Place the cream cheese, sugar, and flour in a mixing bowl and cream until light and fluffy. Beat in eggs one at a time, mixing well after each addition. Scrape bowl.
Melt 4 ounces of the white chocolate. With an electric mixer on low speed, mix melted white chocolate into cream cheese mixture. Keeping electric mixer on low, slowly beat in the vanilla and 1/2 cup of heavy cream. Blend well. Pour mixture into the prepared springform pan.
Place cheesecake pan in a water bath filled with warm water. Bake at 300 degrees F (150 degrees C) for 50 to 60 minutes, or until center of the cheesecake is just firm. Cool at room temperature for 1 hour. Refrigerate until set before removing from pan.

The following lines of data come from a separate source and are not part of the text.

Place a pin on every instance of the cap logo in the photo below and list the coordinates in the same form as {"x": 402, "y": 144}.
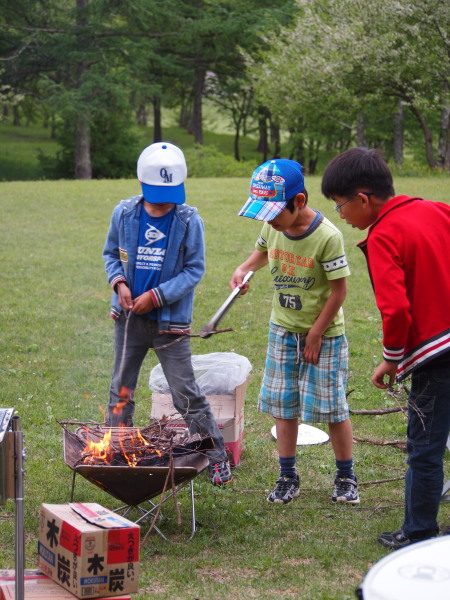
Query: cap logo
{"x": 165, "y": 175}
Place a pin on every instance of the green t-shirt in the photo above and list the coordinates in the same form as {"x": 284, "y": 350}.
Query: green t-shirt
{"x": 301, "y": 267}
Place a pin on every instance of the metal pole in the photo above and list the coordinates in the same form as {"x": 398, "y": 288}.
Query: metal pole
{"x": 19, "y": 515}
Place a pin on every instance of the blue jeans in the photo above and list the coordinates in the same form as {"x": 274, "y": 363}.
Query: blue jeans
{"x": 175, "y": 358}
{"x": 428, "y": 428}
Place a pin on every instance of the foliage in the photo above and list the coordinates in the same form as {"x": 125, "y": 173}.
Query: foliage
{"x": 55, "y": 364}
{"x": 348, "y": 62}
{"x": 115, "y": 146}
{"x": 209, "y": 161}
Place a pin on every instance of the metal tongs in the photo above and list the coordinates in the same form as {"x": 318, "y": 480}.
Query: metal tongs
{"x": 211, "y": 327}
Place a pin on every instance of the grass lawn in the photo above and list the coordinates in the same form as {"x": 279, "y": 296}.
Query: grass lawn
{"x": 55, "y": 364}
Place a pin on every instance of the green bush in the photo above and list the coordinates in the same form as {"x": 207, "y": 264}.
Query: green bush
{"x": 208, "y": 161}
{"x": 114, "y": 148}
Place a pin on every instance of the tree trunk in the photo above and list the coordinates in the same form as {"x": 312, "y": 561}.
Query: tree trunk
{"x": 83, "y": 167}
{"x": 141, "y": 115}
{"x": 16, "y": 116}
{"x": 275, "y": 138}
{"x": 398, "y": 135}
{"x": 428, "y": 136}
{"x": 444, "y": 136}
{"x": 237, "y": 133}
{"x": 157, "y": 127}
{"x": 360, "y": 131}
{"x": 263, "y": 143}
{"x": 197, "y": 119}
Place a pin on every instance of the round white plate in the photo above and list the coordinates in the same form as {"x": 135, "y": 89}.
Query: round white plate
{"x": 418, "y": 571}
{"x": 307, "y": 435}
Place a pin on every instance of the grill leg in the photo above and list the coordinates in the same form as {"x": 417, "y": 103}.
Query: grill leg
{"x": 73, "y": 487}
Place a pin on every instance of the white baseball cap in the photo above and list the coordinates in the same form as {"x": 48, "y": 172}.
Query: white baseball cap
{"x": 162, "y": 171}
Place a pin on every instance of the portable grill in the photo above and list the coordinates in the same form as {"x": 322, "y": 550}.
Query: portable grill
{"x": 11, "y": 485}
{"x": 136, "y": 486}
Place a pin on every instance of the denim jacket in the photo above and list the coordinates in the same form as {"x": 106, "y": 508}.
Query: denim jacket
{"x": 182, "y": 269}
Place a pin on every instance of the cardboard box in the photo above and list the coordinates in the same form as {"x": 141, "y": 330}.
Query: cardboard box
{"x": 89, "y": 550}
{"x": 38, "y": 586}
{"x": 228, "y": 411}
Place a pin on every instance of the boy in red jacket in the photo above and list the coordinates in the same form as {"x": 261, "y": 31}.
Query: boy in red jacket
{"x": 407, "y": 250}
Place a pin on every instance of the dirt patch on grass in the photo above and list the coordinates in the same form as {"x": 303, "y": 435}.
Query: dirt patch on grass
{"x": 223, "y": 575}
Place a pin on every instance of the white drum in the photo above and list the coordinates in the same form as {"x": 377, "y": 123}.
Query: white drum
{"x": 307, "y": 435}
{"x": 420, "y": 571}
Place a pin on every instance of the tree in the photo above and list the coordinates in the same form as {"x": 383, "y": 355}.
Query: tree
{"x": 353, "y": 61}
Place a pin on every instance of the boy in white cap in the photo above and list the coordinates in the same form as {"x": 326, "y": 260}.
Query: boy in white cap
{"x": 306, "y": 364}
{"x": 154, "y": 257}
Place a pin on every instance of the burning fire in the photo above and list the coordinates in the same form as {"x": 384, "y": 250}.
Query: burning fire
{"x": 101, "y": 450}
{"x": 133, "y": 448}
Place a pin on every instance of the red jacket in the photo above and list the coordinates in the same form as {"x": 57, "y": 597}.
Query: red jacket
{"x": 408, "y": 256}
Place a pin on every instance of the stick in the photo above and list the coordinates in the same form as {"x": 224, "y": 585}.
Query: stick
{"x": 381, "y": 411}
{"x": 396, "y": 443}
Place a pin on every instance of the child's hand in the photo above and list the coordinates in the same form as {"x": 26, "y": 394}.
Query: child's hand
{"x": 236, "y": 281}
{"x": 313, "y": 343}
{"x": 385, "y": 368}
{"x": 124, "y": 295}
{"x": 143, "y": 304}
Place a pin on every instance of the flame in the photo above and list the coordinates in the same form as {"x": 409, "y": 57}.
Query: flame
{"x": 101, "y": 450}
{"x": 135, "y": 448}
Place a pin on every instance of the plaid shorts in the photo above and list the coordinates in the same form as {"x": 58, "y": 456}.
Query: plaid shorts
{"x": 294, "y": 388}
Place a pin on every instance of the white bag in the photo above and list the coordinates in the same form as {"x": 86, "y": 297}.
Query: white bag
{"x": 218, "y": 373}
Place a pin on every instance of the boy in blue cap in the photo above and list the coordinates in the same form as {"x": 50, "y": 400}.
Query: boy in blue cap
{"x": 407, "y": 249}
{"x": 306, "y": 364}
{"x": 154, "y": 257}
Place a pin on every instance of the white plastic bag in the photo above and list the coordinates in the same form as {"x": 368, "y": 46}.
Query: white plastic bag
{"x": 216, "y": 373}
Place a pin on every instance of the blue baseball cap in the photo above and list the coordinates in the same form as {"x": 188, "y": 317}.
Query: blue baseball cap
{"x": 273, "y": 184}
{"x": 162, "y": 171}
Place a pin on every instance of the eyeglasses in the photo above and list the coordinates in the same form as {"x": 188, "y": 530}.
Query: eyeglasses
{"x": 339, "y": 206}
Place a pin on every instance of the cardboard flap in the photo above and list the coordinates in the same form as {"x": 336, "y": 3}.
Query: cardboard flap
{"x": 99, "y": 516}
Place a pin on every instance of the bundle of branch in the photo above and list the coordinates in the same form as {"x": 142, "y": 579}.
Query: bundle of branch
{"x": 97, "y": 444}
{"x": 395, "y": 443}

To make White Chocolate Brandy Sauce: place chopped white chocolate in a heat-proof bowl. Pour 1 cup cream into a saucepan and bring it to a boil over medium-high heat. Watch carefully so it doesn’t boil over. Pour hot cream over chopped white chocolate; let soften for 2 minutes. Stir with a wooden spoon until melted. Add brandy and continue stirring until incorporated. Pour over chilled cheesecake and serve.